Post-Treatment QOL and Cancer Survivorship
Cancer treatments have advanced significantly in the past thirty years. Currently, about 65 % of all people with cancer can expect to live at least 5 years after their diagnosis. Nevertheless, cancer survival may be associated with short- and long-term physical and psychological morbidity secondary to the effects of cancer and related treatment. The Institute of Medicine (IOM) highlighted the importance of mental health services for cancer patients and survivors [76]. The IOM report noted that psychosocial problems are common and may include fear of cancer recurrence and death, anxiety and depression, feelings of alienation and isolation, problems with interpersonal relationships, and economic hardships related to cost of care, job loss, and employment and insurance discrimination. Given the rapidly increasing number of cancer survivors, more research looking at the impact that cancer diagnosis and treatment have on quality of life, and factors that affect the quality of cancer survivorship, is highly warranted.

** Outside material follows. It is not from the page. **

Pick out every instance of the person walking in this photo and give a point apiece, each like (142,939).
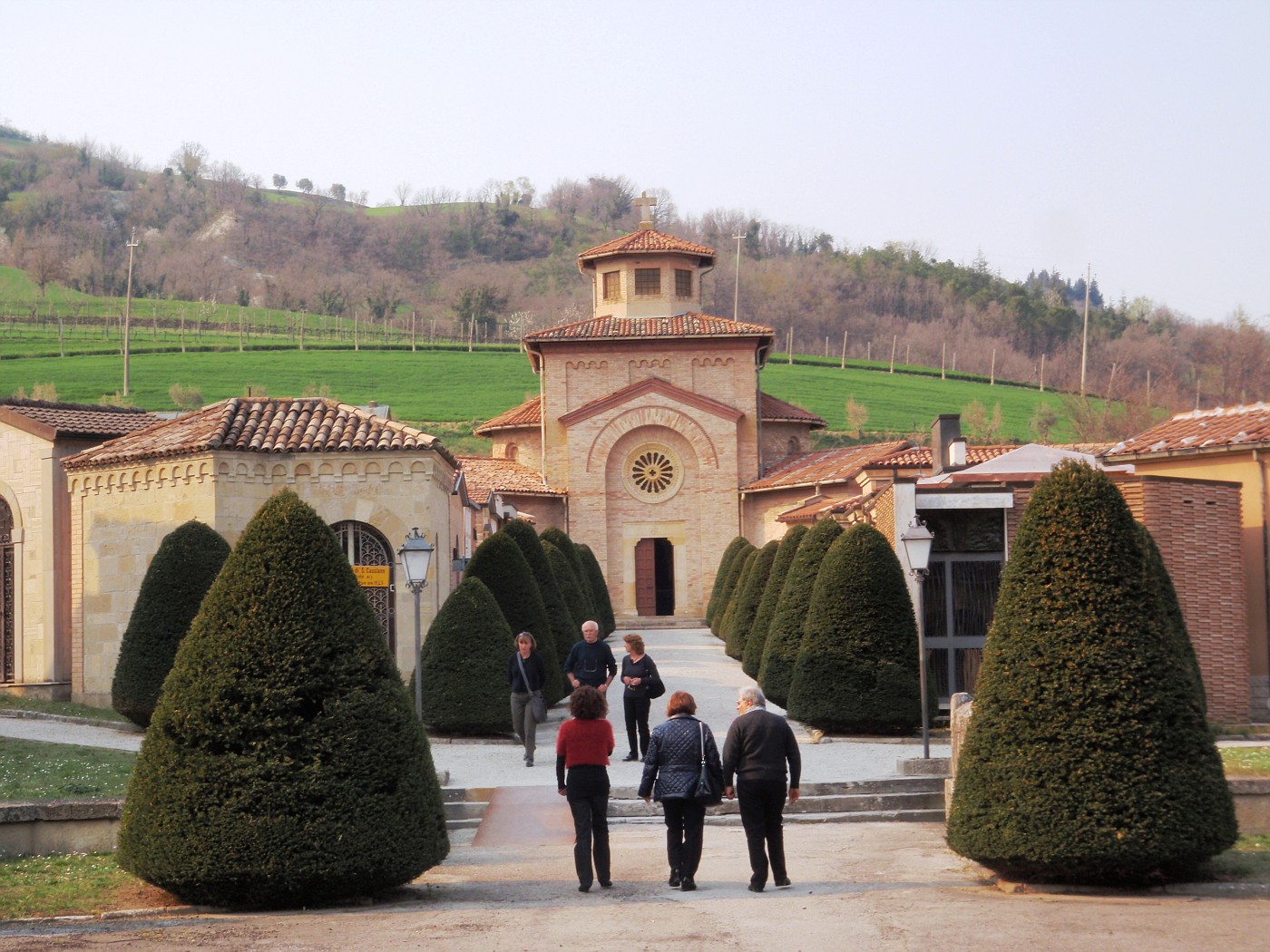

Among sexual minority populations, the largest preponderance of research associated with cancer has focused on issues associated with the survivorship period and have primarily been conducted with sexual minority women with a history of breast cancer. These studies have included examinations of quality of life [75, 77], emotional adjustment [78, 79], sexual functioning [80], supportive needs and resources [81], and physical health symptoms and morbidity [82]. Results were mixed as to whether sexual orientation negatively impacts women’s experiences in the survivorship period with some studies suggesting differences in adjustment and response while other studies have found no differences. Inconsistencies in results are likely due to the range of issues addressed and the relatively small number of studies that exist. As in most other areas of cancer research involving LGBT individuals, the majority of studies examining the survivorship period were unable to compare outcomes based on race/ethnicity. Further research is needed to examine the survivorship needs and experiences of LGBT people of color especially as it relates to the availability of family specific emotional and tangible support.